Morgan retained influence at U.S. Steel through his backing of U.S. Steel's
Board Chairman, Judge Gary. Judge Gary did not believe in competition,
preferring what he considered to be fair pricing. Gary argued that "price should
always be reasonable. The mere fact that demand is less than supply does not
justify lowering prices. What we want is stability - the avoidance of violent
fluctuations" (I.M. Tarbell, The Life of Elbert H. Gary (New York: Appleton, 1925)
p. 206).
Judge Gary was able, through his efforts to bring stability to his industry,
to maintain price discipline in the steel industry. For example, from May 1901 to
April 1916, the price of steel rails was set at $28 per ton, despite wild fluctuations
in business conditions. Judge Gary was able to accomplish this through collusive
business practices that were well known inside and outside of the industry. For
example, Judge Gary began holding weekly dinners during the recession of
1907. Guests at the dinners were other steel company executives. Steel prices
remained fixed during the recession. The dinners came to an abrupt halt when
the government filed its antitrust suit in 1909 (prior to passage of the Clayton
Act).
U.S. Steel was thus born as a monopoly, resorted to anti-competitive
practices to maintain collusive prices, and retained a commanding share of the
steel market. In its 4-3 ruling, the Supreme Court chose to ignore the monopoly
practices of the company and focus on the size issue. The court held that size
alone was not a compelling criterion in antitrust. Since the courts ignored the
restraint of trade practices, U.S. Steel was acquitted.
The U.S. Steel case threw antitrust prosecution into disarray. The
government dropped many cases and antitrust enforcement seemed to be
gutted. It will be recalled that the Standard Oil case had established the "Rule of
Reason." The U.S. Steel case ruled that size alone was not unreasonable and
U.S. Steel's business practices were declared reasonable. With U.S. Steel's
notorious reputation for price fixing, it was hard to imagine any company ever
being found "unreasonable." A wave of mergers followed the U.S. Steel case,
just as a wave of mergers had followed the E.C. Knight case. This was the
second great wave of mergers in American economic history.
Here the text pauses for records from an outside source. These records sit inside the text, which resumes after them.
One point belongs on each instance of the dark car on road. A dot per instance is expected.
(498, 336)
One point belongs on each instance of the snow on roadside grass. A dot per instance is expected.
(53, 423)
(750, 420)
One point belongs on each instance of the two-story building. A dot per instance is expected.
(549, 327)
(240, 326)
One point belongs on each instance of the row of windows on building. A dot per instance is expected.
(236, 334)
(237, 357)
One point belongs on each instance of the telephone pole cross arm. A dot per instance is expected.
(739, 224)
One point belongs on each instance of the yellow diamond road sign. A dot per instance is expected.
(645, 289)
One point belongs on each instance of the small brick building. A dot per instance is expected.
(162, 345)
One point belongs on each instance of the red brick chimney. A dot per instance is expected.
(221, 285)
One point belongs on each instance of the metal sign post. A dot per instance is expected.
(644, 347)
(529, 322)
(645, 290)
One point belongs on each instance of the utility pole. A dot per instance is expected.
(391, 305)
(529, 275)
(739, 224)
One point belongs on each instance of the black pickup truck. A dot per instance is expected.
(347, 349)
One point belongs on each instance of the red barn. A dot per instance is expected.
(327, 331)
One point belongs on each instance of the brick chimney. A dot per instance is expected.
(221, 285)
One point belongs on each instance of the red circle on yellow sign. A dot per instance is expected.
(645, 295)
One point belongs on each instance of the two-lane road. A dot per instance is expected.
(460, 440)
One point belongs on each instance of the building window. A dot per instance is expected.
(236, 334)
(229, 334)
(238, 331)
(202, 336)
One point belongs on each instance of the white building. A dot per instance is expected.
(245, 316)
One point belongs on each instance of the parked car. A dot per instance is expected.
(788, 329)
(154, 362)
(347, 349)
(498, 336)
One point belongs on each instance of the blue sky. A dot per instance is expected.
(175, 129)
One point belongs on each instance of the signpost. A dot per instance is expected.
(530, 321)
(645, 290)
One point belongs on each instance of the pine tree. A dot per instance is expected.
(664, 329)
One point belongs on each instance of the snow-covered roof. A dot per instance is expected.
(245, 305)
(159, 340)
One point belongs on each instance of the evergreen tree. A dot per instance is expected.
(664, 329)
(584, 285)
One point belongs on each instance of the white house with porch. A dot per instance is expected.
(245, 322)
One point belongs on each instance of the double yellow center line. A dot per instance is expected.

The U.S. Steel case needs to be put in historical context. Many observers
have argued that the court was doing little more than looking for a reason to
acquit U.S. Steel despite its practices. In view of other developments at the time,
this may not be too far from the mark. Many government officials, especially in
the Progressive Era, actually thought that government regulations and antitrust
laws ought to be used to promote rather than restrict cooperative market power
and collusion. For example, the U.S. government encouraged firms to cooperate
during World War I and the belief that cooperation was better than competition
persisted into the interwar period. In 1933, President Roosevelt called upon
many of these same government planners to impose industry cooperation.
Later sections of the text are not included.